Durant les soixante années de l’Apostolat, plusieurs frères oblats se sont employés à propager cette revue dans les foyers du Québec. On peut relever les noms de Jean-Guy Côté, Maurice-Yves Leblanc, Gilles Lemire, Bernard Durand et combien d’autres. Sans rien enlever aux mérites de ces valeureux apôtres, je voudrais aujourd’hui vous présenter le principal d’entre eux, le frère Roland Sainte-Croix.

Ce fils de Martial Sainte-Croix et de Agnès Bernier est né à Cap-des-Rosiers, aux confins de la Gaspésie. Il entre au noviciat de Richelieu en 1936. Au cours de cette année il est victime d’un fâcheux accident. Alors qu’il travaille à l’érection d’un jeu de paume, la charpente s’écroule et notre frère reste coincé dans l’enchevêtrement des poutres. Il réussit à s’en sortir mais avec un pied fracturé. Malgré une intervention chirurgicale, Roland boitera toute sa vie. Cet inconvénient douloureux ne l’empêchera pas cependant de parcourir des centaines de kilomètres pour multiplier les abonnements à l’Apostolat.

Après un court séjour à la paroisse Saint-Pierre-Apôtre de Montréal, le frère Sainte-Croix est nommé, en 1942, propagandiste de cette jeune revue oblate, fondée en 1929 par le père Henri Roy, o.m.i. À cette époque, elle compte à peine 9 000 abonnés. Roland prend d’abord le temps d’analyser sérieusement la situation. Il recommande ensuite son travail à Notre-Dame du Cap et se met résolument en route. Vêtu de sa soutane, selon la coutume du temps, une valise dans chaque main, il part à pied, en autobus ou en train, pour visiter des dizaines de paroisses surtout dans les campagnes. Il procède avec méthode. Il obtient d’abord l’autorisation du curé; il va ensuite de porte en porte solliciter des abonnements. Il a vraiment le don de convaincre les gens. La revue coûte un dollar seulement pour douze numéros.
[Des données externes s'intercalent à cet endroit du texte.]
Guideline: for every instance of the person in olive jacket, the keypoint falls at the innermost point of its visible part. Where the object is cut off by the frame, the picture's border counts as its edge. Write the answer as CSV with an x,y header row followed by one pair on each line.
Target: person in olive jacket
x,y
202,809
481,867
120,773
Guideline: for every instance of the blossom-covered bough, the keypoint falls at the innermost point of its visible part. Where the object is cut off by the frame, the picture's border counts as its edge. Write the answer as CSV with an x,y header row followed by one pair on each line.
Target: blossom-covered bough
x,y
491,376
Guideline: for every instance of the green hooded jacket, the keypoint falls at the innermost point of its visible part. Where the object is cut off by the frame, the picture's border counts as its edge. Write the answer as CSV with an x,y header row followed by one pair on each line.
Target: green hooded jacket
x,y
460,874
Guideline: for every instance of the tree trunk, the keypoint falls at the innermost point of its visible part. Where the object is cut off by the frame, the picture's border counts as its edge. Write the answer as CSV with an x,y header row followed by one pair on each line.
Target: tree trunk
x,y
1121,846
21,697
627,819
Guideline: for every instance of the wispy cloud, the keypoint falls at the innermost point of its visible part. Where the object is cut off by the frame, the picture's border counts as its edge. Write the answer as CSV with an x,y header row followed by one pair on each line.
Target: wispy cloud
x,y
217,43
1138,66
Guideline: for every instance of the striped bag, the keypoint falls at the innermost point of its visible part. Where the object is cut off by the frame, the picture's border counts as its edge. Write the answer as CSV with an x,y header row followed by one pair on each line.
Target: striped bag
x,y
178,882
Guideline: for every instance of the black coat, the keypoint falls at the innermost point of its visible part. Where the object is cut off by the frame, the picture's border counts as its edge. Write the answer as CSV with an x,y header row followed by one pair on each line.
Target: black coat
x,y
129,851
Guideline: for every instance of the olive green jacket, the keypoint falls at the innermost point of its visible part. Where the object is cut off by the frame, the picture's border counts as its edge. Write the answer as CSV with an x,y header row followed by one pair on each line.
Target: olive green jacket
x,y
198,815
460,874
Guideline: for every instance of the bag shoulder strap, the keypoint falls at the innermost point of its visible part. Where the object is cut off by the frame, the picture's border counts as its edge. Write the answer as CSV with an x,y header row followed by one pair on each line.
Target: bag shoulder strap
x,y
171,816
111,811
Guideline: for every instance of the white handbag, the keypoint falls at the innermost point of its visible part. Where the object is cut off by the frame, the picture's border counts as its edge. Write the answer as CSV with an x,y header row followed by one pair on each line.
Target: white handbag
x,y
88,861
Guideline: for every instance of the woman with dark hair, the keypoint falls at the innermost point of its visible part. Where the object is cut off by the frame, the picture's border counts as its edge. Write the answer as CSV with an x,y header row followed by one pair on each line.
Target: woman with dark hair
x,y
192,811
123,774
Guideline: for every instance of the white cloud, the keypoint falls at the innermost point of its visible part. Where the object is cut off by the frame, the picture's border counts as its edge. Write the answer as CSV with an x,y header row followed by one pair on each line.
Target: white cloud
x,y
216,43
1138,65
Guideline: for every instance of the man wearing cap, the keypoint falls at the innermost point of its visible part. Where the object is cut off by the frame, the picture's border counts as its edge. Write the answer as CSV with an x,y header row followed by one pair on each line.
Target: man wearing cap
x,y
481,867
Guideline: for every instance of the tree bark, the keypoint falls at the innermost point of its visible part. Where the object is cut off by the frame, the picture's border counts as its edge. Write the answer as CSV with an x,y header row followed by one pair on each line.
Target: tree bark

C’est une revue missionnaire fort intéressante qui procure de la bonne lecture à toute la famille. Sa tournée paroissiale terminée, il choisit une personne dévouée et responsable à qui il demande de retourner l’année suivante visiter une dizaine d’abonnés pour recueillir les contributions.

Peu à peu, il met en place tout un réseau de ces zélatrices qui vont généreusement l’épauler durant les vingt-six ans de sa mission. En 1944, il lance la Semeuse de Joie, une petite revue bimestrielle spécialement destinée à ses « mamans missionnaires ». Chaque numéro leur apporte un mot d’encouragement, des exemples de réussite, une page « pas sérieux », etc. Les résultats se font rapidement sentir. Vingt ans plus tard, il compte quatre mille zélatrices et la revue Apostolat atteint 83 000 exemplaires. Une année, le frère Sainte-Croix n’avait pu rencontrer le curé d’un petit village. Il avait quand même fait le tour de la paroisse. L’année suivante, désirant réparer son oubli, il se rend saluer le curé pour se mettre en règle. Le bon curé, au courant de l’affaire, confond notre confrère avec un frère de la congrégation de Sainte-Croix. Un peu susceptible à ses heures, il se montre d’un accueil plutôt froid. « L’année dernière, dit-il, un frère de Sainte-Croix est venu faire une tournée dans ma paroisse sans ma permission. Si je le revois, je vais le mettre dehors, veuillez me croire. » Notre confrère alors de répondre calmement : « Vous avez bien raison, M. le curé. Mais moi, voyez-vous, je suis un frère oblat, le frère Roland. Je vous remercie de votre aimable autorisation. » Riant sous cape, il le quitte pour visiter ses abonnés. Un autre jour, le frère Sainte-Croix demande à une dame de devenir zélatrice pour l’Apostolat. « Je regrette, répond la dame, mais je ne peux accepter; j’ai trop mal aux jambes. » Le frère reprend avec conviction : « Madame, si vous acceptez ce travail missionnaire vous n’aurez plus jamais mal aux jambes. Je vous le garantis. » En effet, cette dame devint zélatrice durant de nombreuses années sans jamais avoir mal aux jambes. Une vingtaine d’années plus tard, elle écrit à la revue pour dire que, étant âgée de soixante-cinq ans, elle prenait sa retraite et ne pouvait plus s’occuper de l’Apostolat. Toutefois, deux ans plus tard, elle écrit de nouveau, cette fois pour dire : « Permettez-moi d’être de nouveau zélatrice, car mon mal de jambes est revenu. »

Le frère Roland Sainte-Croix, cet Oblat méritant, est décédé à Cap-de-la-Madeleine, le 12 janvier 1981.